Он тогда жил под Ноттингемом в загородной вилле разведшколы.

— Ситуация в вашей стране неясная, — уговаривал его полковник Квинсли, слишком похожий на Карла Фишера, благожелательный и ровный в общении. — Я не думаю, что Берия долго продержится. Он слишком круто повернул к ограниченной свободе. Но свобода не может быть ограниченной, как девушка не может быть наполовину девственной.

В этом месте своей речи Квинсли надолго засмеялся и вынужден был достать чистый платок, чтобы вытереть набежавшие от смеха слезы.

— Мы вас доставим домой, аккуратно, как плод манго. И наша пенсия куда больше, чем та, которую вы сможете добыть честным путем.

На этот раз полковник лишь улыбнулся.

— И все же я пока останусь здесь, — сказал Андрей. — Вы, может, подыщете мне какую-нибудь работу…

Ему не хотелось служить мистеру Квинсли, даже если это обещало скорую встречу с Лидой. Он надеялся вернуться туда легально, хотя и не верил в приверженность Берии к ограниченным свободам.

Квинсли предложил подумать столько, сколько мистер Берестов сочтет нужным.

Андрея никто не ограничивал в передвижениях — правда, в Лондон он не ездил, он получал деньги лишь на сигареты.

Наступила осень. Она была здесь особенно печальна, потому что аккуратна, подобранна и тиха, как чистая старушка из приюта. Андрей уходил далеко в поля, по узким дорожкам, между зелеными лужайками и оранжевыми купами лип и кленов.

На одной из прогулок его подстерег пан Теодор.

Он был одет, как и положено английскому средней руки джентльмену, скажем, школьному учителю. Но за сто ярдов было ясно, что этот человек, изображающий из себя школьного учителя, в жизни им не был.

Сначала Андрей обрадовался Теодору, а лишь потом удивился, что он тут делает: как будто в этих местах, кроме местных жителей, встречались лишь шпионы.

— Я, как всегда, наблюдаю, — сказал пан Теодор.

— А почему вы оказались здесь?

— Потому что искал тебя, Андрей.

— Вы знаете, где Лида? — И с этим вопросом, с возможностью такого везения, все исчезло: и серый, окрашенный яркой листвой день, и невнятность собственного будущего.

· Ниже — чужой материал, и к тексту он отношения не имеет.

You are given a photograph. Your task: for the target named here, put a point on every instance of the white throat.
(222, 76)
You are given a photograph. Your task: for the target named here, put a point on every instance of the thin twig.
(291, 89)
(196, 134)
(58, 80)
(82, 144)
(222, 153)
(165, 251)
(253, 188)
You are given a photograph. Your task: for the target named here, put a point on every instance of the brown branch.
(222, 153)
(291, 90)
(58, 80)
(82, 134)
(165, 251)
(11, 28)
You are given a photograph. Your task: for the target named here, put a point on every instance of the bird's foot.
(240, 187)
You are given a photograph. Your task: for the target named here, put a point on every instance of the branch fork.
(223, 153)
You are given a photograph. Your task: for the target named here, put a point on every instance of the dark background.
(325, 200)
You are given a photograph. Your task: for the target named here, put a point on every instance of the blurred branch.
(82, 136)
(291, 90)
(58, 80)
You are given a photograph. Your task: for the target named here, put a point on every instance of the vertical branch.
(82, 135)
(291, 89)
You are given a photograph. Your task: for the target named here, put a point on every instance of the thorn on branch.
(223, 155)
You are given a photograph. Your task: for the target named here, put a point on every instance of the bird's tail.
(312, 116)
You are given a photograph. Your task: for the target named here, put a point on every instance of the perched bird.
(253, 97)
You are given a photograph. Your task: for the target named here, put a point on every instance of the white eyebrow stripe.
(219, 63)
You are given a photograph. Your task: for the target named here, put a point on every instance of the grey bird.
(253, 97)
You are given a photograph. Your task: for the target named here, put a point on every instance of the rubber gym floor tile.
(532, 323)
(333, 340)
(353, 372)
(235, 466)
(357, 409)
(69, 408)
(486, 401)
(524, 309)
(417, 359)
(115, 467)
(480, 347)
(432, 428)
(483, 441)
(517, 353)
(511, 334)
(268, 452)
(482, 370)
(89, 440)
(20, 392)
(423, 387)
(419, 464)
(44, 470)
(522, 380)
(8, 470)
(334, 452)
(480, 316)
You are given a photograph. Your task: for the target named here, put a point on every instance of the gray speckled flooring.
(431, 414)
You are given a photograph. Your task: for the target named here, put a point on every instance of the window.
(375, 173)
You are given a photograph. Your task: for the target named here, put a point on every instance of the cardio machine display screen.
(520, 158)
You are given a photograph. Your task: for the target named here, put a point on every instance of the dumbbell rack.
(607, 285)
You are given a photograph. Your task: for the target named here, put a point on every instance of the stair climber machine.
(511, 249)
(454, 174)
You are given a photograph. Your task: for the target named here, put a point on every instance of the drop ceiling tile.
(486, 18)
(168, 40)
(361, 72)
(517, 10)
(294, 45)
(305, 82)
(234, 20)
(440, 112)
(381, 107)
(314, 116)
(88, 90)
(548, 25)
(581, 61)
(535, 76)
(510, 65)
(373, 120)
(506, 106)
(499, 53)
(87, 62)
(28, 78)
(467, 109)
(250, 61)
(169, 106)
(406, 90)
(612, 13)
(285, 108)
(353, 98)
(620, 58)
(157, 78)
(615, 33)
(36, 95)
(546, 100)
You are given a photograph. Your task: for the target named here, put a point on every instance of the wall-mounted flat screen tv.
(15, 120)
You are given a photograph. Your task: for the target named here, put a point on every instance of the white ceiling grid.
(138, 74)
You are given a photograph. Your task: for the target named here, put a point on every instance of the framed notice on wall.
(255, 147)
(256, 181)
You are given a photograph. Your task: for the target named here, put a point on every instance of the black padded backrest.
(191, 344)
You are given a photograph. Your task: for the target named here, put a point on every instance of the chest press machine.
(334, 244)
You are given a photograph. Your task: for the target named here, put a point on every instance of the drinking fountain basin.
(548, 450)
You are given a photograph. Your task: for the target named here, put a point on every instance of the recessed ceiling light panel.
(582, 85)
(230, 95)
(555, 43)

— Я помогу тебе возвратиться к Лиде, — сказал Теодор, — она тебя ждет.

— Где?

— В Москве.

— Так просто?

— Разумеется.

— Как же я туда попаду?

— Согласишься на предложение полковника Квинсли.

— Вы и это знаете?

— Андрей, ты стареешь. Основным признаком старости, на мой взгляд, может считаться стремление человека выразить в двадцати словах мысль, для которой достаточно трех слов.

— Но я не хочу быть агентом «Интеллидженс сервис». Это непорядочно по отношению к России.